Dear Hiring Manager,
The hardest part of product is deciding what not to build, and it is the decision I am most disciplined about. At Pennant Software I killed a feature half the company wanted in order to fix the activation problem that was actually capping our growth, and revenue followed. Choosing the few things that move the metric and shipping them is the work I would bring to your team.
Product management is judged on outcomes, not output, so I anchor everything to the metric that matters and the customer behind it. I dig into research and data to find the real problem rather than the loudest request, I prioritise ruthlessly with clear reasoning so the team understands the why, and I work shoulder to shoulder with design and engineering rather than throwing requirements over a wall. I would rather ship three things that move the needle than thirty that decorate the changelog.
At Pennant Software I owned the activation metric for our self serve product.

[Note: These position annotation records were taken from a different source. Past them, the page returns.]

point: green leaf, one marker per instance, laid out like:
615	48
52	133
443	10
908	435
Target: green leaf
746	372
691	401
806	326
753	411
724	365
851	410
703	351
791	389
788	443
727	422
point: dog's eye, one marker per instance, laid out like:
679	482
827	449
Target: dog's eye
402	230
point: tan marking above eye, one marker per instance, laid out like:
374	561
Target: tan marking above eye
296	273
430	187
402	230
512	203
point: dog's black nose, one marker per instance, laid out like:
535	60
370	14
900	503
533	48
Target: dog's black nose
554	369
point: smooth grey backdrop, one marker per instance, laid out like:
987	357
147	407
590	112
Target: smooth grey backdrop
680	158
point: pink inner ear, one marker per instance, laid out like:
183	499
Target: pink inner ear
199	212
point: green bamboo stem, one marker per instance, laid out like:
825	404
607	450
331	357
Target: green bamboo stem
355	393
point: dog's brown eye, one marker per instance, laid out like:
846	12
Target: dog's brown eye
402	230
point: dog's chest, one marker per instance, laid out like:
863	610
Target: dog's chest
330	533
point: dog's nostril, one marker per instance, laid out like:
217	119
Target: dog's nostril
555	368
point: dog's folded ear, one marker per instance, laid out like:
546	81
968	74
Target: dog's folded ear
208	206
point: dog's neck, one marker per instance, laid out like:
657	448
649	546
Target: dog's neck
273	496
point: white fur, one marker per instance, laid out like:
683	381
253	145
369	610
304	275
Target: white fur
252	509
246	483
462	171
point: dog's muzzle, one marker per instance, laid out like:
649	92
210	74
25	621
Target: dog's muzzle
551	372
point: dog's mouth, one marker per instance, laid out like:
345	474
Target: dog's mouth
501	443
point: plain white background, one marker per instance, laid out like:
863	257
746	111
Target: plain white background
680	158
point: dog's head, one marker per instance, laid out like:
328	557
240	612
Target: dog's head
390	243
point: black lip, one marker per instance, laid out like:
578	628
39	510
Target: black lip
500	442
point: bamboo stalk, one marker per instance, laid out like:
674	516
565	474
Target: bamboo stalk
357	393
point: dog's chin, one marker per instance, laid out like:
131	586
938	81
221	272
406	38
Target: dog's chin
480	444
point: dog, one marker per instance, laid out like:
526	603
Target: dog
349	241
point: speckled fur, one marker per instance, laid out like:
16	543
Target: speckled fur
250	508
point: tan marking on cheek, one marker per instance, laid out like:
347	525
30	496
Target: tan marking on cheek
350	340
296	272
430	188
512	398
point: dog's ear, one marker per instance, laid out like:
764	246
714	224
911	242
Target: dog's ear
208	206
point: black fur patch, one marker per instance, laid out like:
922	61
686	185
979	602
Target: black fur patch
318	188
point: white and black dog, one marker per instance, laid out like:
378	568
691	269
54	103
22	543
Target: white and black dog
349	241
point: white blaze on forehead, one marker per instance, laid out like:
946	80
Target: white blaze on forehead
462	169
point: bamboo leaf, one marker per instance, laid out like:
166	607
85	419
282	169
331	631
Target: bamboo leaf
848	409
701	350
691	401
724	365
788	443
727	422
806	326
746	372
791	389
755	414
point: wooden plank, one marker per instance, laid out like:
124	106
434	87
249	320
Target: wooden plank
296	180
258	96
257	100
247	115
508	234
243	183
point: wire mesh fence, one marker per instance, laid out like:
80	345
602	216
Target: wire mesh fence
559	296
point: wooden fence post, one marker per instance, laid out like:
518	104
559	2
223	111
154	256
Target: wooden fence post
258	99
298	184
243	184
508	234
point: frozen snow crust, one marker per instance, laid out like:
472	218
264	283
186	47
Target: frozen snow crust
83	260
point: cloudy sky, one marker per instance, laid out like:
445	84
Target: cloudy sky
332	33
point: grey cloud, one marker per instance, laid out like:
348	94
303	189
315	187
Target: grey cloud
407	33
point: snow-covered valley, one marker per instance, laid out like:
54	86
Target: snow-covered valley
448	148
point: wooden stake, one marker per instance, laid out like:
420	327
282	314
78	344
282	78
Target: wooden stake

After research showed new users stalling before reaching value, I deprioritised a much requested integrations project and focused the team on a guided setup experience instead. Activation rose from 41 percent to 63 percent over two quarters, which lifted trial to paid conversion by 12 percent and became the team's clearest growth lever.
Your advert mentions owning a core part of the product through its next growth phase, which is the scope I am looking for. I would welcome a conversation about how I would identify and sequence the highest leverage problems. Are you open to a short call?